Part 1 : Model invalidation is a good thing. It means that we are forced to reconsider either model structures or the available data more closely, that is to challenge our fundamental understanding of the problem at hand. It is not easy, however, to decide when a model should be invalidated, when we expect that the sources of uncertainty in environmental modelling will often be epistemic rather than simply aleatory in nature. In particular, epistemic errors in model inputs may well exert a very strong control over how accurate we might expect model predictions to be when compared against evaluation data that might also be subject to epistemic uncertainties. We suggest that both modellers and referees should treat model validation as a form of Turing-like Test, whilst being more explicit about how the uncertainties in observed data and their impacts are assessed. Eight principles in formulating such tests are presented. Being explicit about the decisions made in framing an analysis is one important way to facilitate communication with users of model outputs, especially when it is intended to use a model simulator as a ‘model of everywhere’ or ‘digital twin’ of a catchment system. An example application of the concepts is provided in Part 2.
Part 2 :
Part 1 of this study discussed the concept of using a form of Turing-like Test for model evaluation, together with eight principles for implementing such an approach.

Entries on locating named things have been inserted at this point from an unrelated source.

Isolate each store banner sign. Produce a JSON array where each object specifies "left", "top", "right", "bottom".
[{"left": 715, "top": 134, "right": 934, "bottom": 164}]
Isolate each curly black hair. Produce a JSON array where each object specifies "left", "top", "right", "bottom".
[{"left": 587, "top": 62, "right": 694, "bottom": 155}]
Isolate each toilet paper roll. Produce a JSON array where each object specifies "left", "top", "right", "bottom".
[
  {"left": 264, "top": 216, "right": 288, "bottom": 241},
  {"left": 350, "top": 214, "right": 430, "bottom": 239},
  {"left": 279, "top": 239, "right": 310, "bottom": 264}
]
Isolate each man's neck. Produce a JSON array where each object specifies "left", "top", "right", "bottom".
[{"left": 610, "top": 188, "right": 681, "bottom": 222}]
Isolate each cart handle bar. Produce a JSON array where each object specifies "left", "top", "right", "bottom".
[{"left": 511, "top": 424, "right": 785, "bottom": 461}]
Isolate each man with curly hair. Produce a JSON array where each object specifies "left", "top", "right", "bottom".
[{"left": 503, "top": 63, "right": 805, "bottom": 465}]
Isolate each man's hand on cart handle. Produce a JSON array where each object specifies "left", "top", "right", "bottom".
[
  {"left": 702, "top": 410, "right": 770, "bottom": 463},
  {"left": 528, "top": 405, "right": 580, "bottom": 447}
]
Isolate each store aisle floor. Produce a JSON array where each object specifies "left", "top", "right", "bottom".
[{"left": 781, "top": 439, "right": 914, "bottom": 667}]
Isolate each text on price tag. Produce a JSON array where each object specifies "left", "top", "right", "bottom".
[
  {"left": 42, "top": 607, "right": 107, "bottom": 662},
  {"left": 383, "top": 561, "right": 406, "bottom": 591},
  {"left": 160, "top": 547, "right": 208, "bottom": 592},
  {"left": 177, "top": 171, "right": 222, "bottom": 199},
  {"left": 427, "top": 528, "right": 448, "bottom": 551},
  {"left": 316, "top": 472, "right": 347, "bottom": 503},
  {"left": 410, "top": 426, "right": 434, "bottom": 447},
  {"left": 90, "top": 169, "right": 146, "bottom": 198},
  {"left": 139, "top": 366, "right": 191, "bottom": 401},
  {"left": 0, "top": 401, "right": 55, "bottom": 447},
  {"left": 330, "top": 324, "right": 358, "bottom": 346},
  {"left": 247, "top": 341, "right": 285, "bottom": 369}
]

In this part, the framing of fitness-for-purpose as a Turing-like Test is discussed, together with an example application of trying to assess whether a rainfall-runoff model might be an adequate representation of the discharge response in a catchment for predicting future natural flood management scenarios. It is shown that the variation between event runoff coefficients in the record can be used to create some limits of acceptability that implicitly take some account of the epistemic uncertainties arising from lack of knowledge about errors in rainfall and discharge observations. In the case study it is demonstrated that the model used cannot be validated in this way across all the range of observed discharges, but that behavioural models can be found for the peak flows that are the subject of interest in the application. Thinking in terms of the Turing-like Test focusses attention on the critical observations needed to test whether streamflow is being produced in the right way so that a model is considered as fit-for-purpose in predicting the impacts of future change scenarios. As is the case for uncertainty estimation in general, it is argued that the assumptions made in setting
behavioural limits of acceptability should be stated explicitly to leave an audit trail in any application that can be reviewed by users of the model outputs.